趙淵雖鬆開了手,沒有硬生生地掐死許皇后,但他到底意難平,被眾人拉開之後,還是怒視著太后和皇后二人。
「毒婦!說,你是不是知道了宸妃有孕,所以故意跑到太后這裡亂嚼舌根,借太后的名義懲罰宸妃,想要趁機除掉她腹中的龍嗣!」
趙淵用力一把推開拉扯著自己的兩個小太監,朝著許皇后所在的方向怒目而視。
許皇后奄奄一息,艱難地看向趙淵,嘴唇翕動,無法說話。
她身邊的菀芝跪地叩首,口中不停地求饒道:「陛下饒命!娘娘真的不知!娘娘只是來同太后閑話家常……」
趙淵冷笑,眼睛一眨不眨地反問道:「不知?這宮裡的事情,有哪一件能夠逃得出你家娘娘的眼睛?她的眼線遍布整個後宮,別以為朕一直蒙在鼓裡!朕不過是念及年少夫妻,二十幾年的時光不易,不同她計較罷了!偏偏她不識好歹,非要害朕的孩兒!」
話音剛落,身後傳來微弱的一聲呼喚——「陛下,陛下救我……」
是躺在床上的宸妃,在昏迷中不停囈語著。
趙淵急忙轉身,一把握住她的手,以為她即將醒來。
「宸兒!你醒醒,只要你醒了,朕什麼都答應你……」
原本正在持珠念經的太后,聽到趙淵的話,猛地睜開眼,她手上一用力,108顆佛珠當即從手指間滾落,灑了一地。

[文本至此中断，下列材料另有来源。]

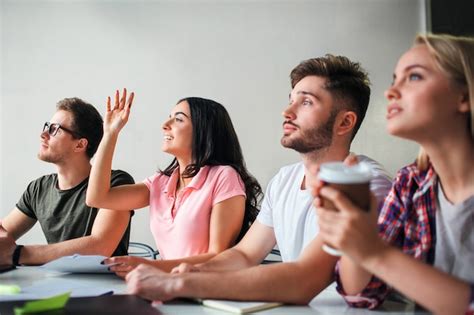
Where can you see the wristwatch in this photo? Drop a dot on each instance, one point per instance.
(16, 255)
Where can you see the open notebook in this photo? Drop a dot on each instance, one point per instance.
(238, 307)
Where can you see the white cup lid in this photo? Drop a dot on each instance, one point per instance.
(339, 173)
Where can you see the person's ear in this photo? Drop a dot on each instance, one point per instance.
(81, 145)
(464, 104)
(345, 122)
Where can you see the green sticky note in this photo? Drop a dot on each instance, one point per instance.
(53, 303)
(9, 289)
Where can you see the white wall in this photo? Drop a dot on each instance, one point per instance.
(239, 53)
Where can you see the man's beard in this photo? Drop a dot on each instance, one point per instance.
(50, 158)
(312, 140)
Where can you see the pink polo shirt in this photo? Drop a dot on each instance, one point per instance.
(185, 231)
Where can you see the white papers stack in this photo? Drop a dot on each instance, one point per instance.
(78, 264)
(55, 286)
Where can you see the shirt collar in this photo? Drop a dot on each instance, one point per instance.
(196, 183)
(425, 179)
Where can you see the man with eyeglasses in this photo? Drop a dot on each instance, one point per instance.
(57, 201)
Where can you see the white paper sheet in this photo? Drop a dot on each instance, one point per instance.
(78, 264)
(55, 286)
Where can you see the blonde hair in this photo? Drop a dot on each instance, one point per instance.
(455, 57)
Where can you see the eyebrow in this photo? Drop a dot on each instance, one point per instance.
(304, 93)
(410, 67)
(182, 113)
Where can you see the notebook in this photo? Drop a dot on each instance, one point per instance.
(238, 307)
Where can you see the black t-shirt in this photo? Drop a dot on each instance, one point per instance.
(63, 214)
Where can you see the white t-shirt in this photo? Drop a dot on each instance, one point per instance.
(454, 251)
(289, 210)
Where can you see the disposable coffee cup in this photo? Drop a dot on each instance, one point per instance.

「皇帝!你這是要做什麼!宸妃迷惑了你的心智!更何況,她平時對哀家的話置若罔聞,何故今日倒是如此聽話!哀家讓她跪,她便老老實實地跪,這其中難道沒有蹊蹺嗎?也許她早知那孩子沒法兒存活,便故意如此,陷害皇后,陷害哀家……」
太后畢竟是在大燮的後宮生活了四五十年的女子,又是踩著無數妃嬪屍首上位的成功者,女人們勾心鬥角的把戲,她見得多了。尤其,又是宸妃這麼精明的女子,為何早沒有身孕,晚沒有身孕,偏偏在皇帝想要廢后的這個節骨眼兒上小產了?
趙淵怔了怔,露出難以置信的愛表情。
「母后……為何你能說出這等殘忍的話語?你也是為人母的人,怎麼能夠如此揣測宸妃,將她想得這麼惡毒?她之所以今日老老實實罰跪,難道就不能因為想要同你搞好關係,獲得你的喜愛嗎?那毒婦是你的兒媳,難道宸妃就不是朕的女人!母后因為一己之私,便如此偏袒自家人,太過分了!」
他憤怒地一拂袖子,朝張喜吩咐道:「去備朕的龍輦來!記得多鋪幾層褥子,朕要帶宸妃離開這裡!」
說完,他又指了指跪在腳邊的幾個瑟瑟發抖的宮女。
「給宸妃穿好衣裳,記得把頭和手都遮住,不要吹風。」
趙淵發話,在場的太監宮女立即全都行動起來,太后的偏殿頓時重現喧鬧。
許皇後由菀芝攙扶著,艱難站起來,一直走到趙淵的面前。
「陛下認為,一切都是臣妾攛掇設計的,是嗎?」
她因為剛剛被趙淵扼住了喉嚨,此刻說起話來,聲音依舊有些嘶啞。
趙淵看著她,片刻后,平靜道:「希望皇后能夠真心悔過,不枉費你我二十多年的感情……」
話音未落,許皇后立即尖聲嘶吼起來:「你也知道是二十多年!我在你還是皇子的時候就做了你的妻子!這麼多年來,我可曾阻攔你有別的女人!可是你為什麼從來都不肯愛我!我到底哪裡做得不夠好!我只是太端莊太賢惠,比不得雲雅那樣的騷|媚放|盪,她能做得出來在你面前扭腰擺臀像個青|樓妓|女,而我卻永遠也不可能那麼下|賤!」
「啪!」
一掌重重的耳光,打斷了許皇后的歇斯底里。
趙淵放下手,狠狠咬牙:「不許你提起她。你不配。你連給她提鞋都不配。」
許皇后的臉頰眨眼之間便高高腫起,她捂著臉,眼淚大顆大顆地無聲滾落,獃獃地看著自己的丈夫,卻像是在看一個陌生人。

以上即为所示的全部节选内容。